“Romeo!” Sophia hisses. “What the fuck!”
Romeo’s “Now?” snaps in my ear. “Today?”
“Romeo!” Jay cracks. “Focus, motherfucker!”
“I’m out.”
He stands on the hill seven hundred feet across from where we lay. His movement blows our cover, because before this, the car wouldn’t have had any clue there was more than one person here. He might have suspected it, but he can’t have known. But now a muscled ranger stands in a ghillie suit and telegraphs us all.
Romeo’s gun drops to his side, and the SUV comes to a screeching stop just one bend before he would pull up in front of Soph.
“I have to leave.”
“Romeo!”
“Family emergency.” Without another word, he turns on long legs and sprints into the thick trees at his back.
In the valley, the SUV’s passengers panic and show their faces when they peer out the windows, but the driver slams his car into reverse and spins his wheels in escape.
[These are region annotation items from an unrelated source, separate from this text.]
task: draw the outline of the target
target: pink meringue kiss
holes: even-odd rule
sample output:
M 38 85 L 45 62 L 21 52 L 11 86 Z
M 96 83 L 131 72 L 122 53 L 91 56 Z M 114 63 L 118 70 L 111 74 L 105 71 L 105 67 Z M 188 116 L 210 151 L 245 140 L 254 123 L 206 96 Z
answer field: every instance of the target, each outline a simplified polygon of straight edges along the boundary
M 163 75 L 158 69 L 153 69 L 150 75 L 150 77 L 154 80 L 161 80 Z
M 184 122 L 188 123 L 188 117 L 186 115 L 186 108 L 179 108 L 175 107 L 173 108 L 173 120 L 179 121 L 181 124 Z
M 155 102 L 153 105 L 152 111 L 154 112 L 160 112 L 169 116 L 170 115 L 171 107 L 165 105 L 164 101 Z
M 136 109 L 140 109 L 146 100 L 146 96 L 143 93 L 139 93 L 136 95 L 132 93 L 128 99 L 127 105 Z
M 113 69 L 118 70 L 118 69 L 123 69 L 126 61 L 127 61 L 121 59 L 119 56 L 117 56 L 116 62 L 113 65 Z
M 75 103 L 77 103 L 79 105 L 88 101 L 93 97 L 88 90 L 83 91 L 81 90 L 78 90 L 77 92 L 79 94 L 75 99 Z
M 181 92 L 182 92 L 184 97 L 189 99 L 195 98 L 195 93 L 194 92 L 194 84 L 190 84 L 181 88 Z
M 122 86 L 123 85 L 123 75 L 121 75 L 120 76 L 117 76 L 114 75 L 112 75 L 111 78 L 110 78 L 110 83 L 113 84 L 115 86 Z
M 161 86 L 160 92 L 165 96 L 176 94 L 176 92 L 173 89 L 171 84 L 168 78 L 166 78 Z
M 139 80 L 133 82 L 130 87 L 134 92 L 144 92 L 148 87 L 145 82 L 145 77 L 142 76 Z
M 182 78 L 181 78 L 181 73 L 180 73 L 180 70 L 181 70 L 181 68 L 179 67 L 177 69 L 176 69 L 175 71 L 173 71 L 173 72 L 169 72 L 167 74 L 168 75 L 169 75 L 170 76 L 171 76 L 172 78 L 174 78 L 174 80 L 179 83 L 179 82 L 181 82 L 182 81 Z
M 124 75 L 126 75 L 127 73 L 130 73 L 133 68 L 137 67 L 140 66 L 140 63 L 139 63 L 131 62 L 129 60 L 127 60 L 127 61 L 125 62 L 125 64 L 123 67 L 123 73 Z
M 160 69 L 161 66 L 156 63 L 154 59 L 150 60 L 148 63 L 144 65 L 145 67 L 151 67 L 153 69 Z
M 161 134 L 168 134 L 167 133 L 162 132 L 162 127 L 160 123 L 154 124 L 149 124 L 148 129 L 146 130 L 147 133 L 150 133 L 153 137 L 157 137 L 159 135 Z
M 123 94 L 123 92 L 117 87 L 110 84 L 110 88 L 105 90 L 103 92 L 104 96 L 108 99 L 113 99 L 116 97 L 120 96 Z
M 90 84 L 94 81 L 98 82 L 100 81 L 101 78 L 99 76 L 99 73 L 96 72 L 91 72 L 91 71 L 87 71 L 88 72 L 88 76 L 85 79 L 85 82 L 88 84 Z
The sour-sisters look exactly the same. Different, but the same. Too thin, too tall, too mean, but they’re gone again within a second as their driver escapes around the bend that hides them from our scopes.
“Yeah.” Spence jumps to his feet. “I’m out too. I’m sorry.”
“Spencer!”
“Pull her out!” He collects his things and turns the way Romeo went. “Your team is out. Pull Soph out. We’ll regroup later.”
“Spencer Serrano!” Jay pushes to his knees. “Where’s the brotherhood?”
“I’m sorry! I need to go to Abigail.”